The association between low functional status and readmissions is supported by previous studies across multiple hospital settings.[4, 5, 7, 8, 9, 27, 36] Despite this finding, routine inpatient medical practice may not fully address functional impairments. For instance, systematic measurement and documentation of functional status on admission and during hospitalization are not routine and may be a barrier to identifying medical patients at high risk for readmission.[37, 38, 39] Moreover, without recognition of functional impairment and its implications, current clinical practice may suboptimally prevent and treat physical impairments during inpatient care. However, such barriers can be surmounted. For example, in the medical intensive care unit setting, there is growing recognition that proactive and aggressive management of hospital‐acquired functional impairments through early rehabilitation is safe and feasible, improving patient outcomes while reducing hospital costs and readmissions.[3, 40, 41, 42, 43, 44, 45, 46, 47, 48, 49, 50, 51] Moreover, 2 recent meta‐analyses have shown that physical therapy hospital‐based exercise programs can improve length of stay, overall hospital costs, and rates of discharge to home.[52, 53] Finally, a randomized trial has demonstrated that an individualized exercise regimen started in the acute hospital setting with long‐term telephone follow‐up can significantly reduce emergency hospital readmissions and improve quality of life in older adults.[54] Therefore, decreased functional status likely represents a modifiable risk factor for hospital readmission, and further research is necessary to more systematically identify low‐functioning patients and implement early mobility and activity programs to reduce hospital‐acquired functional impairment.[2, 49, 55]

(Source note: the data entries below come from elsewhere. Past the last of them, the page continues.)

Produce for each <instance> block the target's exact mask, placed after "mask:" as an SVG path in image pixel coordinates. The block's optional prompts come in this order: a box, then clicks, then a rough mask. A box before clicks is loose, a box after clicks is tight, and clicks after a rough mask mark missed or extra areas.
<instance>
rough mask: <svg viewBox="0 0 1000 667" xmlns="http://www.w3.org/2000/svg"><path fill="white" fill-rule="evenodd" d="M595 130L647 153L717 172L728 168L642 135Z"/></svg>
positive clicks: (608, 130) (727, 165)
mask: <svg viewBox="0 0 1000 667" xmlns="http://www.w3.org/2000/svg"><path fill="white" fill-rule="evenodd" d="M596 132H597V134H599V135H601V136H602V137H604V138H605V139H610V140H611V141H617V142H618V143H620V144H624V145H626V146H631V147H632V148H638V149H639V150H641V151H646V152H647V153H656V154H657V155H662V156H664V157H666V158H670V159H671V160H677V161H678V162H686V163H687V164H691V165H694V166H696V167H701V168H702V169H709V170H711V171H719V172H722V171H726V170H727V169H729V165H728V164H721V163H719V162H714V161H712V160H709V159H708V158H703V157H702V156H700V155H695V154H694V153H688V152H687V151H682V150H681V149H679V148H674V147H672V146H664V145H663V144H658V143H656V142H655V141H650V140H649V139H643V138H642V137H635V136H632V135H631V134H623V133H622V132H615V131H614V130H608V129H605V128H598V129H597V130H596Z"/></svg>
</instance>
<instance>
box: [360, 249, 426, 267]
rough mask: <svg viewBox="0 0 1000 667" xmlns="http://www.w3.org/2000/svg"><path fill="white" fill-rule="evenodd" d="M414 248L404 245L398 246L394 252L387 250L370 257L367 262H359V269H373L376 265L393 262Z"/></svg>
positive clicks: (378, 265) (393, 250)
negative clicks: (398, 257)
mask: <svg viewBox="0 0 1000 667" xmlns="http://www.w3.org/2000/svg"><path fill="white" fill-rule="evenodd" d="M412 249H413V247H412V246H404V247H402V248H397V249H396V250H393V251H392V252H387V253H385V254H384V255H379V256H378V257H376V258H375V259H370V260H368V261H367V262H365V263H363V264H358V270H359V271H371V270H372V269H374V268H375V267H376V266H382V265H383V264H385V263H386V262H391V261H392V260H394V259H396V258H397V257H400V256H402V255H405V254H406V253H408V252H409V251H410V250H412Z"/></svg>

Our analysis has potential limitations. First, this was an observational study and we are unable to demonstrate a direct cause‐and‐effect relationship between functional status and readmission. However, our results are consistent with prior literature in this field. Second, our cohort only included patients who were discharged from an acute hospital to a rehabilitation facility, which may limit its generalizability. However, we included a large patient sample size with a broad range of admission FIM scores, and our findings are consistent with other studies conducted in different clinical settings. Third, although 1 of our goals was to evaluate how readmission rates differed by diagnostic category, it is possible that individual diagnoses within each category may have different risks for readmission, and future larger studies could evaluate more detailed diagnostic grouping approaches. Fourth, we also recognize that although FIM score assessment has been validated, admission assessment occurs over a 72‐hour time period, during which patients' function could potentially change a clinically meaningful degree. Fifth, there may be residual confounding because of limitations in available data within our administrative dataset; however, we did account for severity of illness using a standardized measure, and prior research has demonstrated that the relationship between functional status and readmissions may be minimally confounded by demographic and clinical variables.[8, 16, 27, 56] Finally, we lacked readmission data following discharge from rehabilitation; it is possible that the association between FIM score at the time of rehabilitation initiation may have had limited predictive value among patients who successfully completed rehabilitation and were sent home.

CONCLUSION

In conclusion, in this study of patients admitted from acute care hospitals to a single inpatient rehabilitation facility, we observed a strong association between decreased functional status and increased hospital readmission. In particular, medical patients with lower physical functioning exhibited an especially high rate of readmission. Incorporating functional status assessment into routine medical care may help identify patients at higher risk of readmission. Moreover, preventing and treating impaired functional status during inpatient admission, through early activity and mobility, should be evaluated as a way of improving patient outcomes and reducing hospital readmissions.

Disclosures: Erik Hoyer, MD, is supported by the Rehabilitation Medicine Scientist Training Program (RMSTP; 5K12HD001097). The authors report no conflicts of interest.